WASHINGTON – U.S. Senators Bill Cassidy, M.D. (R-LA), Chris Coons (D-DE), John Cornyn (R-TX), and colleagues introduced legislation to expand access to civics education with a $1 billion investment across K-12 and higher education. The Civics Secures Democracy Act will expand educational programming in history and civics, with funding available for state education agencies, nonprofits, and institutions of higher education and research. Senators Angus King (I-ME), Jim Inhofe (R-OK), and Mark Kelly (D-AZ) are also cosponsors.
“America’s history unites us as Americans. Civics education tells that story. As we seek to overcome our divides, telling this story is essential,” said Dr. Cassidy.
The Civics Secures Democracy Act helps support educational programs in civics and history by:
- Creating a Civics Secures Democracy Fund supported in the first instance using COVID relief funds for programs that have since expired, providing $1 billion annually for civics and history initiatives. These initiatives are broken out as:
- $585 million for state education agencies, which would be awarded by formula and passed on to districts to support civics and history education programs, especially with a lens to closing civics achievement gaps;
- $200 million for nonprofit organizations, which would be awarded competitively and used to develop and provide access to evidence-based civics and history curricula and programs;
- $150 million for institutions of higher education, which would be awarded competitively, used to support civics and history educator preparation and ongoing development;
- $50 million for researchers, which would be awarded competitively and used to assess and evaluate civics and history education programs and identify best instructional practices; and
- $15 million for a new Prince Hall Civics Fellowship program, which would diversify the civics and history education workforce by recognizing outstanding educators from underrepresented communities and providing a supplemental stipend in exchange for a five year teaching commitment.

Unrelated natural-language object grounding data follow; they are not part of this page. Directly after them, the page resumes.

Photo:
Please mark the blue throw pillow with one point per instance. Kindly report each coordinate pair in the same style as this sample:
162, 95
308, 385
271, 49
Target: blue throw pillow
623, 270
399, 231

- Incorporating the USA Civics Act and CIVICS Act, both bipartisan, updating existing K–12 and higher education civics grant programs.

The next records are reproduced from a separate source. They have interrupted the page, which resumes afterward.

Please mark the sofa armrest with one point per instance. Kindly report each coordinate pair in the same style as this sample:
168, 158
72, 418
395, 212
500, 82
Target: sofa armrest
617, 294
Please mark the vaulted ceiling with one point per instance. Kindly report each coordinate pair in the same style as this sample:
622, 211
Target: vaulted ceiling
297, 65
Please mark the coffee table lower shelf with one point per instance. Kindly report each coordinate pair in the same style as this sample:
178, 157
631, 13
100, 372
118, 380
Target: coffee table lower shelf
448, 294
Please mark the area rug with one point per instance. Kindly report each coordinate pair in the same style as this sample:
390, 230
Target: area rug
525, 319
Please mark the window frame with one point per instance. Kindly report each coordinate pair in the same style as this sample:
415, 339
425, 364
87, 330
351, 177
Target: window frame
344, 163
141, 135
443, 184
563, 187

- Encouraging the biennial administration of the civics and history NAEP in grades 4, 8, and 12.
- Strengthening and making the Harry S. Truman Scholarship Foundation and James Madison Fellowship Program sustainable by recapitalizing their respective trusts and providing them broader investment authorities.
The Civics Secures Democracy Act would help states close key gaps in students’ history and civics educations. Only nine states and the District of Columbia require a full year of civics or government studies, and 10 states have no requirement at all. At the same time, American trust in public institutions is near all-time lows.